The War on Terror, we were told, is all about keeping America safe from another 9/11. This assertion is belied by the fact that a powerful cabal of neoconservatives wanted to use 9/11 as a pretext for a wider war against countries that had nothing to do with those horrific attacks on America but which did possess coveted resources or were of strategic importance in service of US hegemony. One of the countries that kept coming up is Iran, which influential Project for the New American Century (PNAC) identified as ripe for regime change back in 2000. Successive US administrations have threatened Iran. The menacing has run the gamut from quasi-comical, like the time John McCain sang “bomb, bomb, bomb, bomb, bomb Iran” to the tune of the Beach Boys’ “Barbara Ann” on the 2008 presidential campaign trail, to the deadly serious, like when the US trained and backed terrorists who once killed Americans but are now targeting the Iranian regime. Having already overthrown the most popular and democratic government Iranians have ever known, and having for decades backed a brutal monarch and taught its security forces torture and democracy suppression, the US has been at times seemingly obsessed with waging war on Iran.

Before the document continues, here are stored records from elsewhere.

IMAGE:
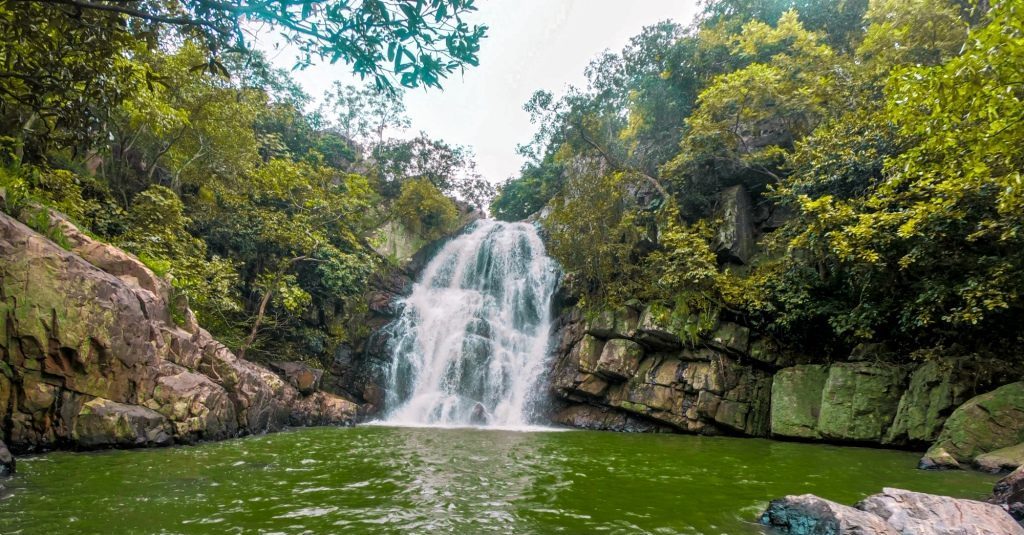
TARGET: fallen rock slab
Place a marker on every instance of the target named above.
(998, 460)
(1009, 494)
(916, 512)
(6, 461)
(893, 511)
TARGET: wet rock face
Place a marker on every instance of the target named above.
(7, 463)
(893, 511)
(91, 358)
(1009, 494)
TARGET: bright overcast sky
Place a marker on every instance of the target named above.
(530, 44)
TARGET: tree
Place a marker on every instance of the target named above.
(365, 114)
(412, 43)
(450, 168)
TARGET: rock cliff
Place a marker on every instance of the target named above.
(94, 353)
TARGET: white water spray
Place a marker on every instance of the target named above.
(472, 339)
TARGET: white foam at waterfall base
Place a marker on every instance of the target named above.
(474, 331)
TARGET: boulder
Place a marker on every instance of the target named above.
(859, 401)
(936, 387)
(1009, 494)
(915, 512)
(1003, 459)
(658, 329)
(103, 423)
(7, 463)
(809, 515)
(305, 378)
(734, 237)
(620, 359)
(985, 423)
(604, 418)
(620, 323)
(796, 401)
(90, 357)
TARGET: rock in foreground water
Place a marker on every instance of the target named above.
(891, 511)
(809, 515)
(6, 460)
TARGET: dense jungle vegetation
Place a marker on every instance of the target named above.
(882, 142)
(158, 127)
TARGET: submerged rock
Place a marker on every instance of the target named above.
(91, 357)
(1003, 459)
(985, 423)
(796, 401)
(935, 388)
(809, 515)
(479, 415)
(103, 423)
(7, 463)
(1009, 494)
(893, 511)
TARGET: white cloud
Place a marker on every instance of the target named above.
(531, 44)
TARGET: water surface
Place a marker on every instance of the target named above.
(408, 480)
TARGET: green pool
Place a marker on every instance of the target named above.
(402, 480)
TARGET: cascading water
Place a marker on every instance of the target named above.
(472, 339)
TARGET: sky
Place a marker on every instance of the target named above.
(530, 45)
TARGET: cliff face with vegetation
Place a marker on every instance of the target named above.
(96, 354)
(795, 218)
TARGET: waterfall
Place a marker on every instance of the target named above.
(472, 338)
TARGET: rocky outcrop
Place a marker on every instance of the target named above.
(809, 515)
(893, 511)
(1009, 494)
(734, 240)
(983, 424)
(1004, 459)
(91, 357)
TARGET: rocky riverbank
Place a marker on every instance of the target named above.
(650, 369)
(893, 511)
(96, 353)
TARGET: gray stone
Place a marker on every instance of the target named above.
(734, 238)
(915, 512)
(7, 463)
(809, 515)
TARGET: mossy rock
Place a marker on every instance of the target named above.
(983, 424)
(859, 401)
(796, 401)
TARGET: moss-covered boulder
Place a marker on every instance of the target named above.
(90, 356)
(7, 463)
(985, 423)
(859, 401)
(103, 423)
(658, 328)
(619, 323)
(620, 360)
(796, 401)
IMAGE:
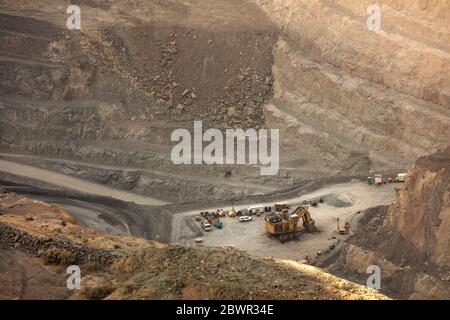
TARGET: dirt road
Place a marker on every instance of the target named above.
(71, 183)
(342, 201)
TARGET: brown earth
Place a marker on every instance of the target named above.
(133, 268)
(112, 93)
(410, 239)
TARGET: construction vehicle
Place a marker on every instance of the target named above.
(232, 213)
(220, 213)
(345, 229)
(217, 223)
(401, 177)
(280, 207)
(284, 226)
(378, 179)
(206, 226)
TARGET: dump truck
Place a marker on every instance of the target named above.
(343, 230)
(284, 226)
(378, 179)
(281, 207)
(401, 177)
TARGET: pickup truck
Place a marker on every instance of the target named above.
(206, 226)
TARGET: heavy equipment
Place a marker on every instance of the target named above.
(281, 207)
(284, 226)
(345, 229)
(232, 213)
(378, 179)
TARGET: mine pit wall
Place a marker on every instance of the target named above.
(117, 100)
(362, 101)
(409, 240)
(36, 246)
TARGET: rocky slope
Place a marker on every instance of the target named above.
(118, 267)
(111, 94)
(410, 240)
(357, 99)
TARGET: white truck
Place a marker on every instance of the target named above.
(378, 179)
(401, 177)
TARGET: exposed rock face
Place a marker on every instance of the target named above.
(409, 241)
(112, 93)
(357, 99)
(421, 213)
(135, 268)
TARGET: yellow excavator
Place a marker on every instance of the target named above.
(284, 226)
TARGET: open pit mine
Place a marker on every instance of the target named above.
(224, 150)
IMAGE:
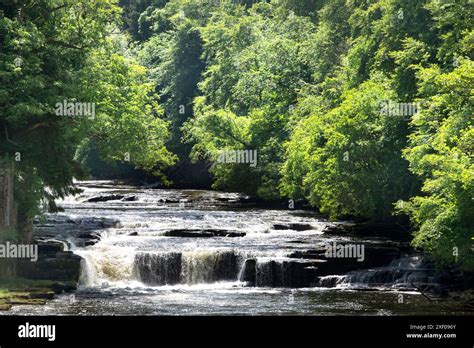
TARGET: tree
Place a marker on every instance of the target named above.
(59, 51)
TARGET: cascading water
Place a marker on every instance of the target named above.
(146, 253)
(407, 272)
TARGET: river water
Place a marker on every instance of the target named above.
(188, 252)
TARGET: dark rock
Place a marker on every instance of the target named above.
(105, 198)
(248, 273)
(158, 269)
(45, 295)
(206, 233)
(293, 226)
(285, 273)
(50, 247)
(226, 266)
(60, 287)
(88, 236)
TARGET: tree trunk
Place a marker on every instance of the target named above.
(8, 212)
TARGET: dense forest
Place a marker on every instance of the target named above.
(362, 108)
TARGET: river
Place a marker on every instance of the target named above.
(190, 252)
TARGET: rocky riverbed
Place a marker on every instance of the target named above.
(145, 251)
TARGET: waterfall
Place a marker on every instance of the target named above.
(188, 267)
(288, 273)
(158, 269)
(103, 264)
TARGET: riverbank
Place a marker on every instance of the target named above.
(143, 251)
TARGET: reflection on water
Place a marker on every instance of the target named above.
(136, 269)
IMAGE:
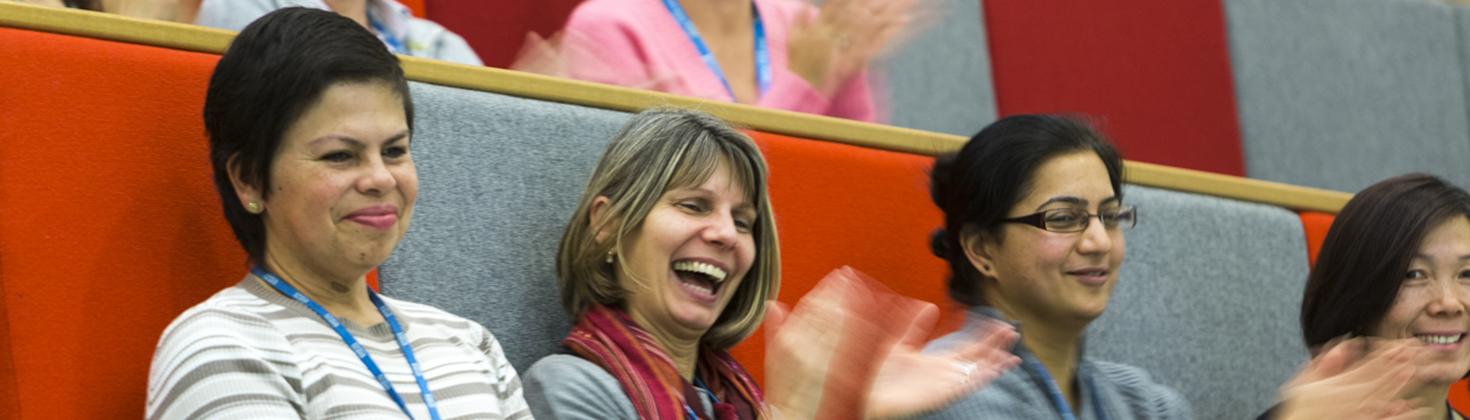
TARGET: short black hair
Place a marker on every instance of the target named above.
(1369, 247)
(978, 185)
(277, 68)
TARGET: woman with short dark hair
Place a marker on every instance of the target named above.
(1392, 281)
(309, 124)
(1034, 235)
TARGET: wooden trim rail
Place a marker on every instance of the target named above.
(538, 87)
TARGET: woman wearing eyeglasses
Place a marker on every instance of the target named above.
(1034, 223)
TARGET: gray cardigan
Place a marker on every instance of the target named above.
(1122, 392)
(569, 386)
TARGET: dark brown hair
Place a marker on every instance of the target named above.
(277, 68)
(1367, 251)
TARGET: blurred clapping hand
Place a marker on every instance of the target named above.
(1356, 378)
(851, 348)
(831, 44)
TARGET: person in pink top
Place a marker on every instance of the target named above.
(771, 53)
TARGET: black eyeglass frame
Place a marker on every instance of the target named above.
(1040, 219)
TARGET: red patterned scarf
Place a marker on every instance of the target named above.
(610, 339)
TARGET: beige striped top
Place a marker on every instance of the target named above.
(252, 353)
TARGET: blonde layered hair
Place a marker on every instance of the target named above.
(660, 150)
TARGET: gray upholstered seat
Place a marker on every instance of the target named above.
(1207, 300)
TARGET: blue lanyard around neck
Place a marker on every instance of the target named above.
(701, 389)
(762, 50)
(357, 348)
(1056, 392)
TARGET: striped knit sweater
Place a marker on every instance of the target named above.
(252, 353)
(1123, 392)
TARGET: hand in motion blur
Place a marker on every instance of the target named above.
(912, 382)
(831, 46)
(851, 348)
(1353, 381)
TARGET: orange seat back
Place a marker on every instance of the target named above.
(881, 225)
(112, 225)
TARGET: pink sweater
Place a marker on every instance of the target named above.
(637, 43)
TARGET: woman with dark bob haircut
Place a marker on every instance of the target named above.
(1034, 223)
(1386, 306)
(309, 125)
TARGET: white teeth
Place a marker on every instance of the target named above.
(698, 288)
(701, 268)
(1439, 338)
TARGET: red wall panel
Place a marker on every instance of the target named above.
(496, 30)
(1157, 72)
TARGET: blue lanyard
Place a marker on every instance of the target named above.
(762, 50)
(1056, 392)
(387, 37)
(357, 348)
(701, 389)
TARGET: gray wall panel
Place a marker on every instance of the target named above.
(941, 78)
(1344, 93)
(1207, 300)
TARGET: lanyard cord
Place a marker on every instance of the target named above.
(357, 348)
(763, 72)
(703, 389)
(1054, 394)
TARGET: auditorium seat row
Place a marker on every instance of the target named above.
(109, 223)
(1325, 93)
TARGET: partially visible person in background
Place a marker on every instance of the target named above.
(388, 19)
(1386, 306)
(172, 11)
(771, 53)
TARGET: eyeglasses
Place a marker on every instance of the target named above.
(1069, 221)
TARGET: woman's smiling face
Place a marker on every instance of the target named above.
(690, 256)
(343, 182)
(1057, 275)
(1432, 303)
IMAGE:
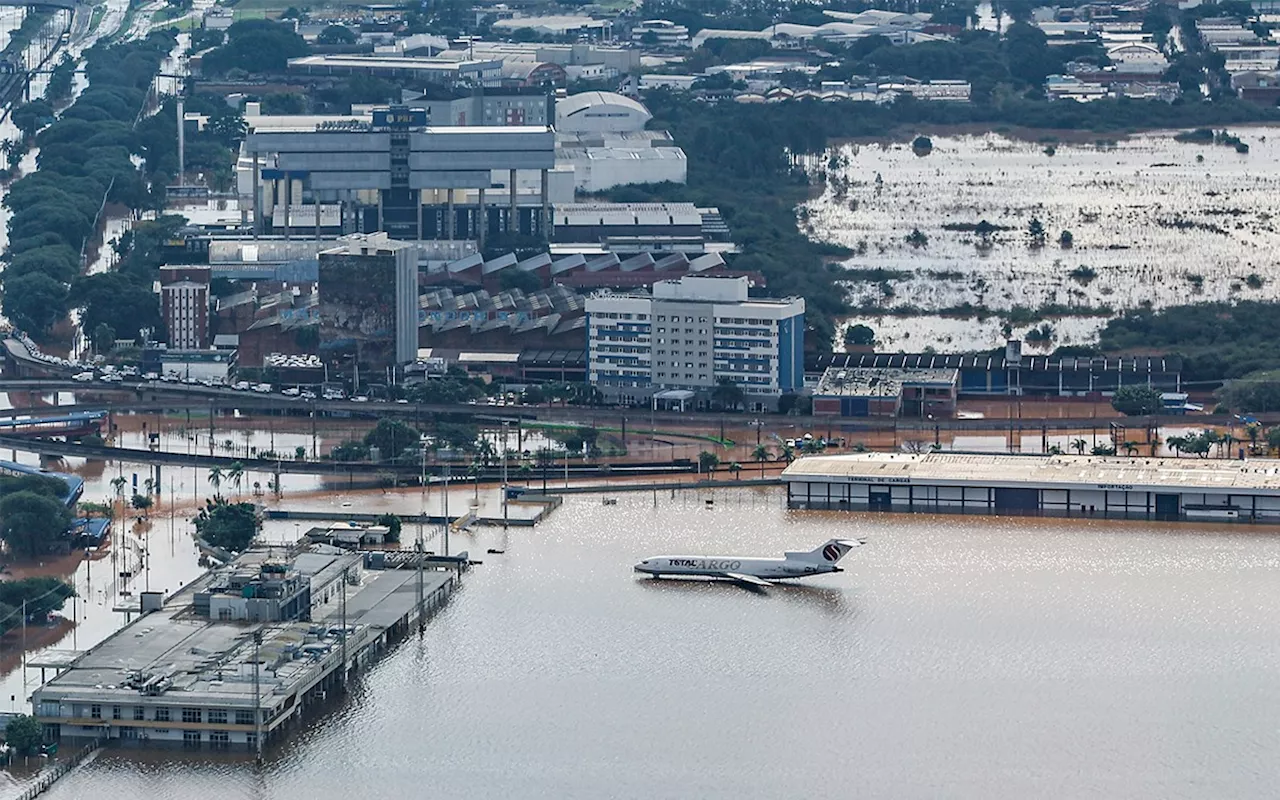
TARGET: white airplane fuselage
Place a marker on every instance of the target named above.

Ethics in Tech strongly opposes any US war against Iran, or any nation, for that matter. We also stand strongly against the use of unmanned aerial drones in war, especially bombing of civilians or illegal assassinations of the sort we saw last week in Baghdad. NONVIOLENCE is the first principle listed in our mission statement, for nothing could be more important in the world than peace. We strongly urge US and Iranian leaders to exercise restraint, and to work diligently towards deescalation and an eventual rapprochement. Iranians are some of the most pro-American people on this planet, despite nearly a century of US meddling, threats and oppression. It would be a tragedy of immense proportions were these two great nations to go to war, a war which would have no winners — except the military-industrial complex and its investors — and far too many losers.